# Steam Game Review Scraper

Webscrape game review data from Steam, including the user, profile link, and the review itself

Based on: https://www.reddit.com/r/Python/comments/j42rv5/i_created_a_web_scraper_for_steam_game_reviews/

In [1]:
from selenium import webdriver
from selenium.webdriver.common.keys import Keys
from time import sleep

## Getting started

Lookup the game id by doing a search on steam, navigate to the game homepage, and then get the number embedded in the URL before the game title.

In [2]:
# Dark Souls II: Scholar of the First Sin (335300)
game_id = 335300
template = 'https://steamcommunity.com/app/{}/reviews/?browsefilter=toprated&snr=1_5_100010_&p=1'

url = template.format(game_id)

driver = webdriver.Chrome(executable_path="C:/Users/bdion/Downloads/Chrome WebDriver/chromedriver-win64/chromedriver.exe")
driver.maximize_window()
driver.get(url)

  driver = webdriver.Chrome(executable_path="C:/Users/bdion/Downloads/Chrome WebDriver/chromedriver-win64/chromedriver.exe")


## Scrape via webdriver:

The page is continously scrolling, so you'll need to grab the cards, then scroll down to the bottom and repeat until finished. For this project, we are going to collect the following information:
- Steam ID
- Review Text
- Review Recommendation
- Date Posted
- There are 181 pages of DS2 reviews
- Each review is contained under:
    - div class="apphub_CardTextContent"

In [3]:
# Open the URL
driver.get(url)

reviews = []
review_ids = set()

# get current position of y scrollbar
last_position = driver.execute_script("return window.pageYOffset;")

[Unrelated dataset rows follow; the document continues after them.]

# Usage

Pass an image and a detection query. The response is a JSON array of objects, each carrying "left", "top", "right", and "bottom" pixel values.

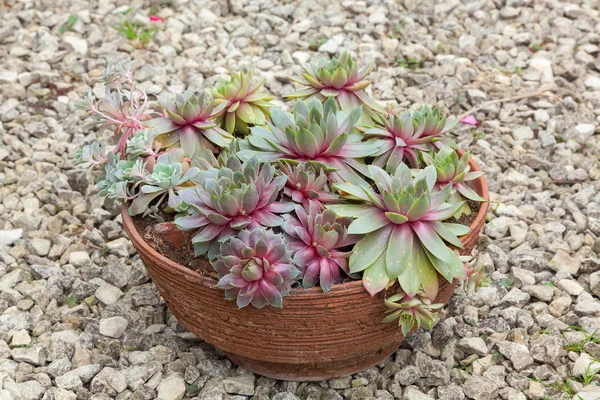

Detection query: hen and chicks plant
[{"left": 75, "top": 52, "right": 484, "bottom": 334}]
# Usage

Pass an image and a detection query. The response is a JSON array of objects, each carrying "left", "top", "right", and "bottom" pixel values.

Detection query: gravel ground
[{"left": 0, "top": 0, "right": 600, "bottom": 400}]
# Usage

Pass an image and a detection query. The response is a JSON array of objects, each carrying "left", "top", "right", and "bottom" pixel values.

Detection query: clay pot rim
[{"left": 121, "top": 149, "right": 490, "bottom": 296}]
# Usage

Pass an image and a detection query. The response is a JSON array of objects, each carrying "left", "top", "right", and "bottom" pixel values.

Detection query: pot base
[{"left": 225, "top": 343, "right": 398, "bottom": 382}]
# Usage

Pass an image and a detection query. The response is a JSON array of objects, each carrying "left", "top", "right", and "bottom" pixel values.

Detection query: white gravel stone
[
  {"left": 99, "top": 317, "right": 129, "bottom": 339},
  {"left": 94, "top": 283, "right": 123, "bottom": 305},
  {"left": 10, "top": 329, "right": 31, "bottom": 347},
  {"left": 583, "top": 76, "right": 600, "bottom": 90},
  {"left": 0, "top": 228, "right": 23, "bottom": 246},
  {"left": 157, "top": 376, "right": 186, "bottom": 400},
  {"left": 69, "top": 251, "right": 92, "bottom": 268}
]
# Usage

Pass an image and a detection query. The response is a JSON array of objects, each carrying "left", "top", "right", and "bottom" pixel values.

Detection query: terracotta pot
[{"left": 122, "top": 152, "right": 489, "bottom": 381}]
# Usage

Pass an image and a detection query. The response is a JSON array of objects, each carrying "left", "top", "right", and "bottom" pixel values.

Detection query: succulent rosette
[
  {"left": 75, "top": 61, "right": 151, "bottom": 156},
  {"left": 175, "top": 154, "right": 294, "bottom": 259},
  {"left": 365, "top": 112, "right": 434, "bottom": 172},
  {"left": 284, "top": 51, "right": 383, "bottom": 124},
  {"left": 383, "top": 290, "right": 444, "bottom": 336},
  {"left": 212, "top": 69, "right": 273, "bottom": 135},
  {"left": 423, "top": 147, "right": 485, "bottom": 218},
  {"left": 328, "top": 164, "right": 470, "bottom": 299},
  {"left": 279, "top": 160, "right": 339, "bottom": 208},
  {"left": 412, "top": 106, "right": 458, "bottom": 149},
  {"left": 129, "top": 148, "right": 200, "bottom": 215},
  {"left": 212, "top": 228, "right": 299, "bottom": 308},
  {"left": 144, "top": 90, "right": 233, "bottom": 156},
  {"left": 239, "top": 98, "right": 381, "bottom": 185},
  {"left": 282, "top": 202, "right": 357, "bottom": 292}
]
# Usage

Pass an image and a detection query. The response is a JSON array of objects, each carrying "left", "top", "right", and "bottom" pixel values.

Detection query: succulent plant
[
  {"left": 282, "top": 202, "right": 357, "bottom": 292},
  {"left": 423, "top": 147, "right": 485, "bottom": 219},
  {"left": 365, "top": 112, "right": 434, "bottom": 172},
  {"left": 383, "top": 290, "right": 444, "bottom": 336},
  {"left": 125, "top": 129, "right": 160, "bottom": 171},
  {"left": 279, "top": 160, "right": 339, "bottom": 208},
  {"left": 212, "top": 228, "right": 299, "bottom": 308},
  {"left": 239, "top": 98, "right": 381, "bottom": 185},
  {"left": 129, "top": 147, "right": 200, "bottom": 215},
  {"left": 97, "top": 153, "right": 146, "bottom": 201},
  {"left": 175, "top": 154, "right": 294, "bottom": 259},
  {"left": 284, "top": 51, "right": 383, "bottom": 124},
  {"left": 73, "top": 142, "right": 108, "bottom": 168},
  {"left": 328, "top": 164, "right": 470, "bottom": 299},
  {"left": 459, "top": 256, "right": 489, "bottom": 294},
  {"left": 212, "top": 69, "right": 273, "bottom": 135},
  {"left": 76, "top": 61, "right": 151, "bottom": 155},
  {"left": 412, "top": 106, "right": 458, "bottom": 148},
  {"left": 144, "top": 90, "right": 233, "bottom": 157}
]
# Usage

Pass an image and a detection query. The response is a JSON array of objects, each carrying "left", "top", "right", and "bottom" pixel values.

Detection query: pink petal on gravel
[{"left": 458, "top": 115, "right": 479, "bottom": 126}]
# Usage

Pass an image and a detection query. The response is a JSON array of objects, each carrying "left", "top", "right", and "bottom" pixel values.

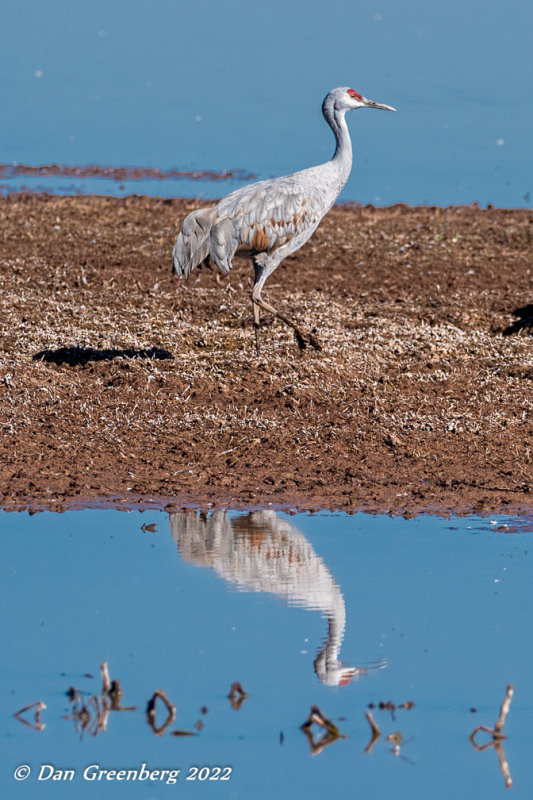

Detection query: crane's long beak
[{"left": 363, "top": 97, "right": 396, "bottom": 111}]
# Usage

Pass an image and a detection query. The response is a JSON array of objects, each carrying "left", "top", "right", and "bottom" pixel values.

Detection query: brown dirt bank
[{"left": 0, "top": 195, "right": 533, "bottom": 511}]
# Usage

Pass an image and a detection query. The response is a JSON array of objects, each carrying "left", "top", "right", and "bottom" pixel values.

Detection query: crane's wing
[{"left": 211, "top": 176, "right": 324, "bottom": 255}]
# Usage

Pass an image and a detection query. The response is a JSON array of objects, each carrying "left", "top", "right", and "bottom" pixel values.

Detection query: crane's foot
[
  {"left": 293, "top": 328, "right": 307, "bottom": 350},
  {"left": 294, "top": 328, "right": 322, "bottom": 350},
  {"left": 309, "top": 330, "right": 322, "bottom": 351}
]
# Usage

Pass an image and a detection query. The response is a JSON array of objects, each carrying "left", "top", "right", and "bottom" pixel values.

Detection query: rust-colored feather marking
[{"left": 251, "top": 228, "right": 270, "bottom": 252}]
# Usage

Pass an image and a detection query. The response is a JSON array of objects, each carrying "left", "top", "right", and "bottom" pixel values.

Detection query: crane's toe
[{"left": 309, "top": 331, "right": 322, "bottom": 350}]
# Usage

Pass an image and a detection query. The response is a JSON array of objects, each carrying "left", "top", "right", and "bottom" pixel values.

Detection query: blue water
[
  {"left": 0, "top": 0, "right": 533, "bottom": 207},
  {"left": 0, "top": 510, "right": 533, "bottom": 800}
]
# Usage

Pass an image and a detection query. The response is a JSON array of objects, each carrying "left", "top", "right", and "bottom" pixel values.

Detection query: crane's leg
[
  {"left": 252, "top": 261, "right": 262, "bottom": 357},
  {"left": 252, "top": 254, "right": 322, "bottom": 350}
]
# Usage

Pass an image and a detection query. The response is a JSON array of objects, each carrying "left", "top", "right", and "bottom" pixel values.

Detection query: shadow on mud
[{"left": 33, "top": 346, "right": 174, "bottom": 367}]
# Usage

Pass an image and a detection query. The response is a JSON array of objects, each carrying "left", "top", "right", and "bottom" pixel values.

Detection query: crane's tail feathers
[{"left": 172, "top": 206, "right": 216, "bottom": 278}]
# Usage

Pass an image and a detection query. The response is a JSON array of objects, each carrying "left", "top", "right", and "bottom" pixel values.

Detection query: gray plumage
[{"left": 173, "top": 86, "right": 395, "bottom": 352}]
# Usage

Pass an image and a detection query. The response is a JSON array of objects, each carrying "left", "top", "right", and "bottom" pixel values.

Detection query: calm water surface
[
  {"left": 0, "top": 0, "right": 533, "bottom": 207},
  {"left": 0, "top": 510, "right": 533, "bottom": 800}
]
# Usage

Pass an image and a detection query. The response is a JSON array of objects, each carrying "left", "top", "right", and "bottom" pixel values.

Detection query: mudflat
[{"left": 0, "top": 194, "right": 533, "bottom": 514}]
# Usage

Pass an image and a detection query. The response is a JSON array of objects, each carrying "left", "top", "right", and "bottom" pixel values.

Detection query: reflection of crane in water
[{"left": 170, "top": 511, "right": 384, "bottom": 686}]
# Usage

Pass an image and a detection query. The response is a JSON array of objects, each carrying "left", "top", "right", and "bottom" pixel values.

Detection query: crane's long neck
[
  {"left": 322, "top": 97, "right": 352, "bottom": 192},
  {"left": 322, "top": 103, "right": 352, "bottom": 169}
]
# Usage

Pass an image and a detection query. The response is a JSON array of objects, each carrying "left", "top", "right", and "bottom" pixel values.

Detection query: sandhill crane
[
  {"left": 173, "top": 86, "right": 396, "bottom": 355},
  {"left": 169, "top": 510, "right": 386, "bottom": 686}
]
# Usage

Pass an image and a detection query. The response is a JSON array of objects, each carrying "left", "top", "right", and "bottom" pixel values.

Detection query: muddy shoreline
[{"left": 0, "top": 195, "right": 533, "bottom": 514}]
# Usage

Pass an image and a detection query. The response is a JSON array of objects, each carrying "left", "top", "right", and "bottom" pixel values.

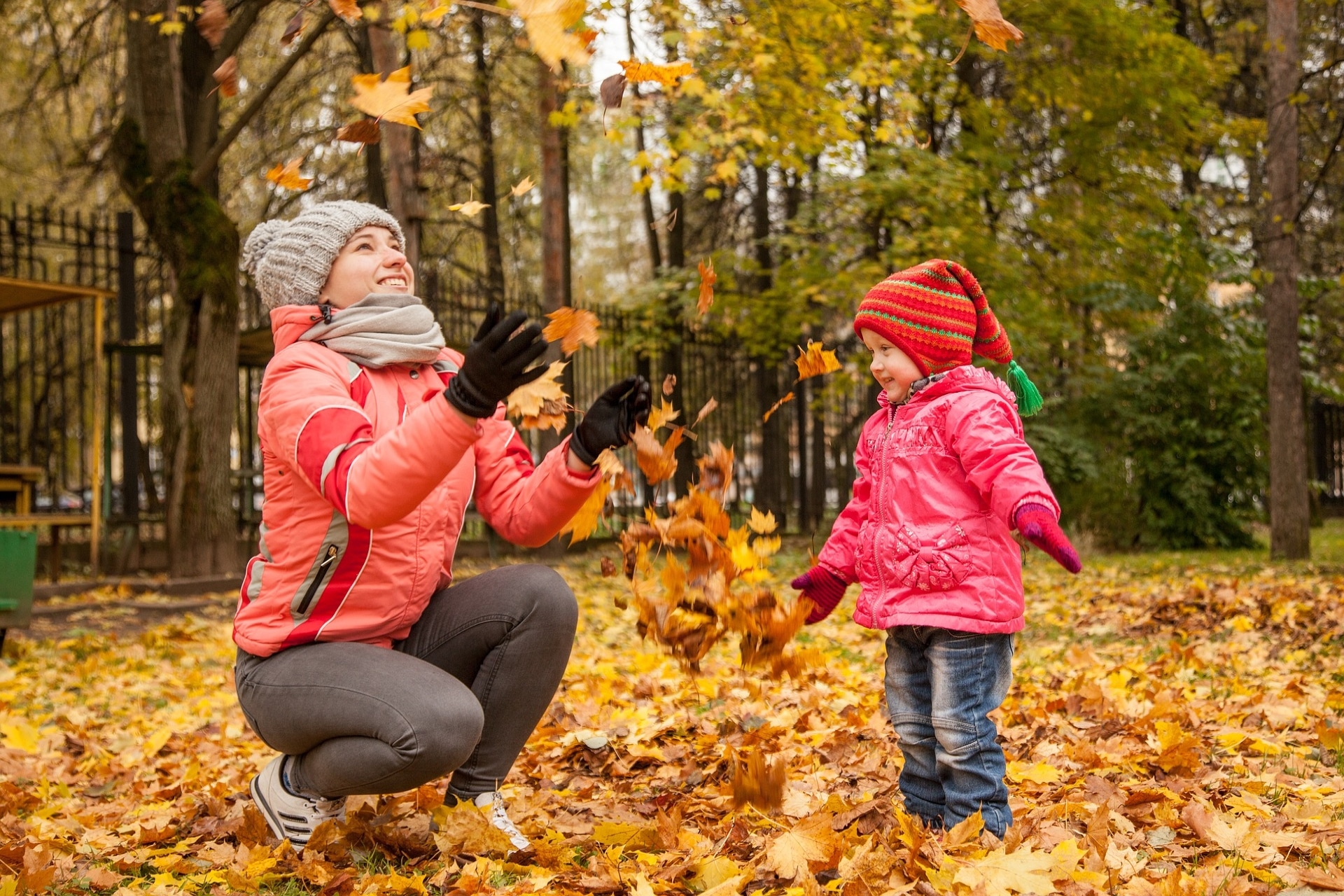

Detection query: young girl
[
  {"left": 234, "top": 202, "right": 649, "bottom": 849},
  {"left": 793, "top": 259, "right": 1082, "bottom": 837}
]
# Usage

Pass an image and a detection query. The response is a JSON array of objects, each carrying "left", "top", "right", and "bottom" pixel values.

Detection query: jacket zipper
[{"left": 298, "top": 544, "right": 339, "bottom": 615}]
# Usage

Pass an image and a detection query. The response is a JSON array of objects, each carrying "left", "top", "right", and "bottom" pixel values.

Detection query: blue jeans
[{"left": 886, "top": 626, "right": 1014, "bottom": 837}]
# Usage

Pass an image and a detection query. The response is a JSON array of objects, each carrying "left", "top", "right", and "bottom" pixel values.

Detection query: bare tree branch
[{"left": 191, "top": 8, "right": 336, "bottom": 187}]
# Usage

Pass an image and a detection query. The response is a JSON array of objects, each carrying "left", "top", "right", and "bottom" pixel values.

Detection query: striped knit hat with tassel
[{"left": 853, "top": 258, "right": 1042, "bottom": 416}]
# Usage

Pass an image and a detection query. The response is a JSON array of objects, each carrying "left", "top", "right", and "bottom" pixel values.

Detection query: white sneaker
[
  {"left": 251, "top": 756, "right": 345, "bottom": 849},
  {"left": 475, "top": 790, "right": 532, "bottom": 850}
]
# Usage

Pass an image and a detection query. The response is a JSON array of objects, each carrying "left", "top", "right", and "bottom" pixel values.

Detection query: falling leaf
[
  {"left": 748, "top": 507, "right": 780, "bottom": 535},
  {"left": 447, "top": 199, "right": 491, "bottom": 218},
  {"left": 957, "top": 0, "right": 1023, "bottom": 52},
  {"left": 794, "top": 339, "right": 841, "bottom": 382},
  {"left": 279, "top": 9, "right": 304, "bottom": 47},
  {"left": 559, "top": 477, "right": 612, "bottom": 544},
  {"left": 691, "top": 398, "right": 719, "bottom": 427},
  {"left": 596, "top": 73, "right": 625, "bottom": 110},
  {"left": 214, "top": 57, "right": 238, "bottom": 97},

# Scroll down to load additional reviews (adjust the number of scrolls as needed)
t = 3
while True:  # Scrolling a certain amount of times (num of iterations)
    # get cards on the page
    cards = driver.find_elements_by_class_name('apphub_Card')

    for card in cards[-20:]:  # only the tail end are new cards
        # gamer profile url
        profile_url = card.find_element_by_xpath('.//div[@class="apphub_friend_block"]/div/a[2]').get_attribute('href')

        # steam id
        steam_id = profile_url.split('/')[-2]
        
        # check to see if I've already collected this review
        if steam_id in review_ids:
            continue
        else:
            review_ids.add(steam_id)

        # username
        user_name = card.find_element_by_xpath('.//div[@class="apphub_friend_block"]/div/a[2]').text

        # the actual review
        date_posted = card.find_element_by_xpath('.//div[@class="apphub_CardTextContent"]/div').text
        review_content = card.find_element_by_xpath('.//div[@class="apphub_CardTextContent"]').text.replace(date_posted,'').strip()      

        # recommendation (if person liked the game)
        thumb_text = card.find_element_by_xpath('.//div[@class="reviewInfo"]/div[2]').text

        # save review
        review = (steam_id, review_content, thumb_text, date_posted)
        reviews.append(review)
    
    # scroll down
    driver.execute_script("window.scrollTo(0, document.body.scrollHeight);")
    sleep(t)  # Wait for the content to load (t is in term of seconds)

    # get current position after scrolling
    curr_position = driver.execute_script("return window.pageYOffset;")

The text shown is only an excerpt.